ECLI:NL:RBZWB:2014:2158

Rechtbank Zeeland-West-Brabant

Datum uitspraak
26 maart 2014
Publicatiedatum
31 maart 2014
Zaaknummer
2718975 CV EXPL 14-572
Instantie
Rechtbank Zeeland-West-Brabant
Type
Uitspraak
Rechtsgebied
Civiel recht
Procedures
  • Eerste aanleg - enkelvoudig
Rechters
  • H.L.L. Poeth
Vindplaatsen
  • Rechtspraak.nl
AI samenvatting door LexboostAutomatisch gegenereerd

Vordering tot betaling van zorgpremie door zorgverzekeraar tegen onder bewind gestelde gedaagde

In deze zaak vorderde eiseres, een zorgverzekeraar, betaling van een bedrag van € 339,70 van gedaagde, die onder bewind was gesteld. De vordering was gebaseerd op een zorgverzekeringsovereenkomst waarbij gedaagde periodiek premie en een eigen risico verschuldigd was. Gedaagde was in gebreke gebleven met de betaling van het eigen risico over enkele maanden in 2013. Gedaagde sub 2, de bewindvoerder, heeft gereageerd op de vordering en aangevoerd dat gedaagde vanwege haar financiële situatie momenteel geen aflossingen kan verrichten en dat zij voornemens is gedaagde aan te melden voor schuldhulpverlening.

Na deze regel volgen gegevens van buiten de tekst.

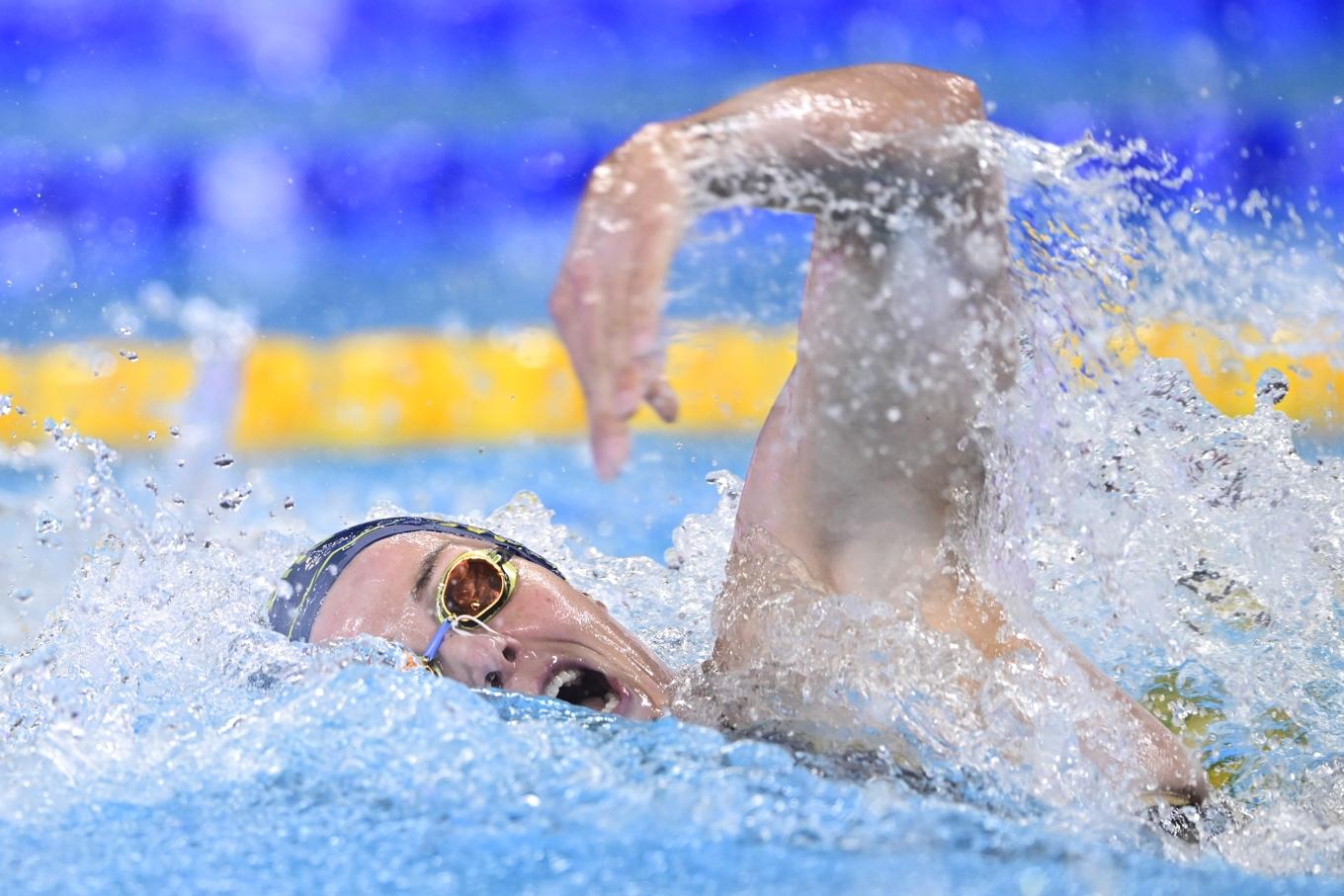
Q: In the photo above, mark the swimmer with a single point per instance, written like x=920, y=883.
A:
x=865, y=471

De kantonrechter heeft vastgesteld dat de goederen van gedaagde onder bewind zijn gesteld en dat de bewindvoerder de rechthebbende vertegenwoordigt in en buiten rechte. De rechter oordeelde dat de bewindvoerder, die op de hoogte was van het geding, als formele procespartij het geding had overgenomen. De kantonrechter wees de vordering van eiseres toe, maar verklaarde eiseres niet ontvankelijk in haar vordering tegen gedaagde zelf, omdat de bewindvoerder het geding had overgenomen.

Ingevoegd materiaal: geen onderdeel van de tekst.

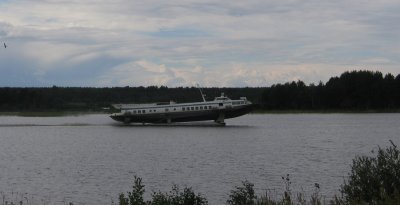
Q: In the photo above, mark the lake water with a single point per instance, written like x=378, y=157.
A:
x=89, y=159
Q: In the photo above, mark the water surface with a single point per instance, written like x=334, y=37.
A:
x=89, y=159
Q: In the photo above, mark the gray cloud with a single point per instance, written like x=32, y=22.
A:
x=240, y=43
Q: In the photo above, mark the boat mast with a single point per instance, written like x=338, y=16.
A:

De kantonrechter heeft de gevorderde buitengerechtelijke incassokosten afgewezen, omdat de aanmaning niet voldeed aan de wettelijke eisen. De wettelijke rente werd wel toegewezen. De kosten van het geding werden begroot op € 270,77, en de kantonrechter heeft de bewindvoerder veroordeeld tot betaling van het verschuldigde bedrag aan eiseres, vermeerderd met de wettelijke rente. Het vonnis is uitgesproken door mr. H.L.L. Poeth op 26 maart 2014.

Uitspraak

RECHTBANK ZEELAND-WEST-BRABANT
Kanton
Tilburg
zaak/rolnr.: 2718975 CV EXPL 14-572
vonnis d.d. 26 maart 2014
inzake
[eiseres],
gevestigd en kantoorhoudende te [woonplaats 1]
eiseres,
gemachtigde: GGN Brabant te Tilburg,
tegen
[gedaagde]
[adres],
gedaagde,
niet verschenen
en
[gedaagde sub 2]in haar hoedanigheid van bewindvoerder over de goederen die toebehoren aan [gedaagde],
gevestigd te [woonplaats 2],
verschenen in persoon
Partijen worden hierna door de kantonrechter aangeduid als [eiseres], [gedaagde] en
[gedaagde sub 2].

1.Het verloop van het geding

De procesgang blijkt uit de volgende stukken:
a. de dagvaarding van 13 januari 2014, met één productie;
b. de conclusie van antwoord althans het schrijven van mw. [gedaagde sub 2]. voornoemd van
20 januari 2014.

2.Het geschil

2.1
[eiseres] vordert bij vonnis, uitvoerbaar bij voorraad, [gedaagde] te veroordelen tot betaling van
€ 339,70 (bestaande uit € 291,74 aan hoofdsom, € 43,76 aan buitengerechtelijke incassokosten en € 4,20 aan rente), vermeerderd met de wettelijke rente over € 291,74, vanaf de dag van dagvaarding tot de dag van de volledige betaling, met veroordeling van [gedaagde] in de proceskosten.
2.2
[eiseres] heeft aan haar vordering ten grondslag gelegd dat zij met [gedaagde] een zorgverzekeringsovereenkomst heeft gesloten. Op grond hiervan is [gedaagde] aan [eiseres] periodiek premie en een eigen risico verschuldigd. [gedaagde] is ondanks aanmaningen, in gebreke gebleven met betaling van een bedrag van € 291,74 aan eigen risico over maart, mei en augustus 2013.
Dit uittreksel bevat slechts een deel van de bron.